We stepped thought the gate and the view on the other side was stunning!
I have read that these cedar trees lining the walkway to the shrine are anywhere from 100 to 400 years old. However old they are, they are certainly majestic
although this one had seen better days!
All of a sudden, the path turned into steps and the going got a little tougher (and more crowded)!
About halfway up the steps I saw a small stairway leading off to the left which required checking out!
I love little discoveries like this!
Now these ladies had made a discovery so they beckoned me down
so I walked down the steps and found a cold mountain stream!
My head certainly thanked me after I dipped my cap in it and put it back on!
Finally we were at the top!
After a brief rest and a zen moment with the local wildlife
we set off back down the path again. Going down was much easier than coming up!
We got back into the car and drove over to nearby Kagami ike, or mirror pond for a look.
There were not so many people here and I can imagine that early in the morning, when the lake surface is calm it must be spectacular. It was amazing when we were there!
Stomachs had started rumbling by this time so we headed off to one of the many soba restaurants around. We chose one of the more popular ones, so after a 30 minute wait, we were finally inside and eating!
After lunch, everyone went off to the middle shrine. I looked up and saw steps, many, many steps
and thinking about my poor lungs which had just been through a bout of pneumonia, I decided to skip these ones so I went off for a walk around the area at the foot of the stairs. Look what I found! Nestled uncomfortably in the middle of soba territory was a
ramen shop! I didn't go too near for fear of getting run out of town!
Meeting up with everyone else, we drove back down to the lower Shrine which had more steps, many more steps!
218 to be precise!
I decided to climb these ones and was rewarded with a beautiful old wooden shrine at the top.
It also meant, however, that I had to walk back down the steps. It had started raining a little so I gingerly navigated the steps being careful not to slip.
While that would have made the trip back down the steps a lot quicker, it would also have been a whole lot more painful too!
With the rain steadily falling now, we decided to call it a day at that point and saying goodbye to Yuuki, Miwa, Yuji and Reiko, I went back to my ryokan. I slept very well that night!
The next day I went back to Nagano and after booking my train ticket back to Tokyo, I jumped on a bus and went to check out Zenkoji Temple which Miwa had told me not to miss!
Zenkoji Temple dates back to 642 AD (!) and has been designated as a National Treasure. The structure was rebuilt in 1707 and is one of the largest wood structures in Japan. It was well worth a look!
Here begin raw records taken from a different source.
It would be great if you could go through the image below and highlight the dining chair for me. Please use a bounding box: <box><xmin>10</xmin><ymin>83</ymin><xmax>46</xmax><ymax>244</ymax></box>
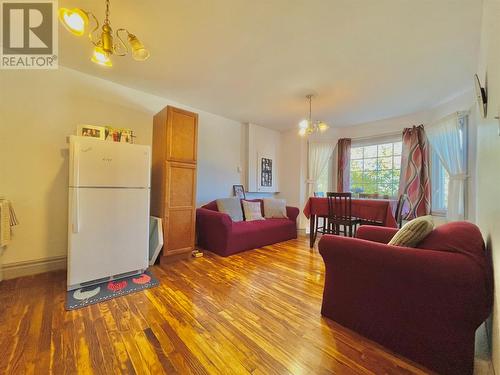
<box><xmin>395</xmin><ymin>194</ymin><xmax>410</xmax><ymax>228</ymax></box>
<box><xmin>359</xmin><ymin>193</ymin><xmax>380</xmax><ymax>199</ymax></box>
<box><xmin>325</xmin><ymin>193</ymin><xmax>361</xmax><ymax>237</ymax></box>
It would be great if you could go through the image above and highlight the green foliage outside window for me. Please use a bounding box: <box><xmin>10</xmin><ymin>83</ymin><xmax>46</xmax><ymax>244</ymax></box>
<box><xmin>350</xmin><ymin>142</ymin><xmax>402</xmax><ymax>197</ymax></box>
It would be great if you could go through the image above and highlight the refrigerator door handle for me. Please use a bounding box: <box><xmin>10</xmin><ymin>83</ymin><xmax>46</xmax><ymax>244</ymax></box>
<box><xmin>73</xmin><ymin>143</ymin><xmax>80</xmax><ymax>187</ymax></box>
<box><xmin>71</xmin><ymin>188</ymin><xmax>80</xmax><ymax>233</ymax></box>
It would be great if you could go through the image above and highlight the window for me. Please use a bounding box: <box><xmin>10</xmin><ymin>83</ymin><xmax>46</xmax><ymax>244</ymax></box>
<box><xmin>316</xmin><ymin>158</ymin><xmax>332</xmax><ymax>194</ymax></box>
<box><xmin>430</xmin><ymin>115</ymin><xmax>468</xmax><ymax>215</ymax></box>
<box><xmin>350</xmin><ymin>141</ymin><xmax>402</xmax><ymax>197</ymax></box>
<box><xmin>431</xmin><ymin>148</ymin><xmax>450</xmax><ymax>215</ymax></box>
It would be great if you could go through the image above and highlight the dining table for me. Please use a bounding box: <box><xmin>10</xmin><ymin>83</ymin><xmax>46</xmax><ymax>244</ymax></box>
<box><xmin>303</xmin><ymin>197</ymin><xmax>398</xmax><ymax>248</ymax></box>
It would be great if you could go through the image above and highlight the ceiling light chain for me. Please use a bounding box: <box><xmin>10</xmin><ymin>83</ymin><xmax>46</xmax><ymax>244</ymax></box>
<box><xmin>59</xmin><ymin>0</ymin><xmax>149</xmax><ymax>66</ymax></box>
<box><xmin>299</xmin><ymin>94</ymin><xmax>330</xmax><ymax>136</ymax></box>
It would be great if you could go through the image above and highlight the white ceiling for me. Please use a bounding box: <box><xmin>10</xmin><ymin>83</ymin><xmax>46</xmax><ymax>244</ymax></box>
<box><xmin>59</xmin><ymin>0</ymin><xmax>481</xmax><ymax>130</ymax></box>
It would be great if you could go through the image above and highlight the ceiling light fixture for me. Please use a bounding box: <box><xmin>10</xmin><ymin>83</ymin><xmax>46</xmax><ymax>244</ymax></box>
<box><xmin>59</xmin><ymin>0</ymin><xmax>149</xmax><ymax>66</ymax></box>
<box><xmin>299</xmin><ymin>94</ymin><xmax>330</xmax><ymax>137</ymax></box>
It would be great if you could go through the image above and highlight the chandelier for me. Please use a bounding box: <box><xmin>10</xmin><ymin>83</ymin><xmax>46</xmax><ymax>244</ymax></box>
<box><xmin>59</xmin><ymin>0</ymin><xmax>149</xmax><ymax>66</ymax></box>
<box><xmin>299</xmin><ymin>94</ymin><xmax>330</xmax><ymax>137</ymax></box>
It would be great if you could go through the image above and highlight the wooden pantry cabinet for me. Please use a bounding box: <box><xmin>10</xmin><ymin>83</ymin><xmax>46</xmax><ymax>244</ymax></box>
<box><xmin>151</xmin><ymin>106</ymin><xmax>198</xmax><ymax>263</ymax></box>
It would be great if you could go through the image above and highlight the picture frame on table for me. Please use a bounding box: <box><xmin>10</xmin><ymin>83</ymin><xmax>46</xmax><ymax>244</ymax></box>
<box><xmin>76</xmin><ymin>125</ymin><xmax>106</xmax><ymax>140</ymax></box>
<box><xmin>233</xmin><ymin>185</ymin><xmax>246</xmax><ymax>199</ymax></box>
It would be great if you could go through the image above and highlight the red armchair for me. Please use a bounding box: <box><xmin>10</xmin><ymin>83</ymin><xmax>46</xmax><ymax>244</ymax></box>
<box><xmin>196</xmin><ymin>200</ymin><xmax>299</xmax><ymax>256</ymax></box>
<box><xmin>319</xmin><ymin>222</ymin><xmax>493</xmax><ymax>375</ymax></box>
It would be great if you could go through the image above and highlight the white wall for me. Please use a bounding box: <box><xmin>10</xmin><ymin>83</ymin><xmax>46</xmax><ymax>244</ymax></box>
<box><xmin>245</xmin><ymin>124</ymin><xmax>281</xmax><ymax>193</ymax></box>
<box><xmin>0</xmin><ymin>68</ymin><xmax>242</xmax><ymax>265</ymax></box>
<box><xmin>476</xmin><ymin>0</ymin><xmax>500</xmax><ymax>374</ymax></box>
<box><xmin>278</xmin><ymin>130</ymin><xmax>307</xmax><ymax>229</ymax></box>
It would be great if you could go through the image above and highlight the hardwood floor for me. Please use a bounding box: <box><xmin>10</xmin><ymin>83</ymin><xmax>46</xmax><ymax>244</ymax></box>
<box><xmin>0</xmin><ymin>237</ymin><xmax>425</xmax><ymax>374</ymax></box>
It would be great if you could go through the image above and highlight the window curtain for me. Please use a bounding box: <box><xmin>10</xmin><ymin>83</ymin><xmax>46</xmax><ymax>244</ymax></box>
<box><xmin>399</xmin><ymin>125</ymin><xmax>431</xmax><ymax>219</ymax></box>
<box><xmin>307</xmin><ymin>143</ymin><xmax>333</xmax><ymax>197</ymax></box>
<box><xmin>337</xmin><ymin>138</ymin><xmax>351</xmax><ymax>193</ymax></box>
<box><xmin>427</xmin><ymin>113</ymin><xmax>467</xmax><ymax>221</ymax></box>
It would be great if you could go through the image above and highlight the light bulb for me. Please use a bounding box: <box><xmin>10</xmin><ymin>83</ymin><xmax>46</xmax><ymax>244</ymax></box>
<box><xmin>90</xmin><ymin>47</ymin><xmax>113</xmax><ymax>66</ymax></box>
<box><xmin>128</xmin><ymin>34</ymin><xmax>150</xmax><ymax>61</ymax></box>
<box><xmin>59</xmin><ymin>8</ymin><xmax>89</xmax><ymax>36</ymax></box>
<box><xmin>299</xmin><ymin>120</ymin><xmax>309</xmax><ymax>130</ymax></box>
<box><xmin>318</xmin><ymin>121</ymin><xmax>330</xmax><ymax>133</ymax></box>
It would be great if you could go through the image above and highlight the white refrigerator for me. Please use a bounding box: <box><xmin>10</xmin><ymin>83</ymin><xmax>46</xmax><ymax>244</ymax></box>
<box><xmin>67</xmin><ymin>136</ymin><xmax>151</xmax><ymax>290</ymax></box>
There are signs all around the Temple with explanations of the various parts of the Temple grounds in both Japanese and English, so it is very tourist friendly.
There is one part of the temple where you pay 500 yen and you can go inside the temple (no photos allowed though) and also into a pitch black passage under the altar where you must find your way to the other end of the passage. It is dark, you are completely unable to see anything and you don't know how far away the end of the passage is! When I started walking along it, suddenly, from somewhere in front of me, I heard a child start crying.......then I heard the mother talking to it (okay, so it wasn't a ghost!). I still didn't know how far in front of me they were so I continued inching forward until I eventually bumped into them. I'm sure they got much more of a shock than I did!!
It was all too soon time to return to the station and make my way back to Tokyo. I had enjoyed the 4 days that I had spent in Nagano, and despite not being able to do the main thing I had wanted to do (walk along the Nakasendo) I had had a great time. Nagano is becoming one of my favourite areas to visit in Japan and I thoroughly recommend a visit to Nagano when you come to Japan or when you have some free time (if you live in Japan).